- 著者
-
安倍 里美
- 出版者
- 日本倫理学会
- 雑誌
- 倫理学年報 (ISSN:24344699)
- 巻号頁・発行日
- vol.68, pp.215-229, 2019 (Released:2021-05-17)
According to T.M. Scanlon’s buck-passing account of value(BPA), goodness
is not a property that can provide a reason in itself, but is the purely formal,
higher-order property of having some lower-order property that provides a reason.
If this is correct, whenever we have reason to have a certain attitude toward
something or to behave in a certain way, the object is valuable in some
sense: that is, the relationship between reasons and values is biconditional. In
addition, it implies the eliminativism of value, in the sense that it reduces the
fact that something has value into a mere relationship between a reason-giving
property and reasons, and it deprives value of its normative power to give reason.

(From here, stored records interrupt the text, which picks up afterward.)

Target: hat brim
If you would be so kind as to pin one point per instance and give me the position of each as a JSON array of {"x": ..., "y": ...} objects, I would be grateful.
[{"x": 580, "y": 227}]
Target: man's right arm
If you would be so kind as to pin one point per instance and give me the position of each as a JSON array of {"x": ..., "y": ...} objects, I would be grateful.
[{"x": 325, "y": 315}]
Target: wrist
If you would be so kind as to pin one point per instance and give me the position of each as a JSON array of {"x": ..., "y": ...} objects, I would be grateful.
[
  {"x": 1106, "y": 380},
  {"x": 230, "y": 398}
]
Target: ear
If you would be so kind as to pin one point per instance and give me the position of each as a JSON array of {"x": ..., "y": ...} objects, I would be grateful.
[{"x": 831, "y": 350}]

The present study attempts to defend the implications of the biconditonality
of reasons and values. To undermine this, objectors need only establish one case
where a reason does not bear on evaluations. We may have reason to respond to
objects in favourable ways ─ for example, we might desire, respect, or recommend
them ─ even though the objects are not at all valuable in themselves, or
because we have reasons that have nothing to do with the objects’ value. Or, one
may have a strong intuition that purely deontological reasons are completely
separated from values. On the contrary, this study posits that we can affirm the
consistency of BPA by introducing a distinction between derivative reasons and
non-derivative reasons(what one might call “ultimate reasons”), or by clarifying
the difference between the normativity of reasons and the normativity of
deontology. In comparing the normative character of reasons and the deontic, I
will also demonstrate the similarity between the normative feature of reasons
and the evaluative function. In so doing, BPA becomes more plausible.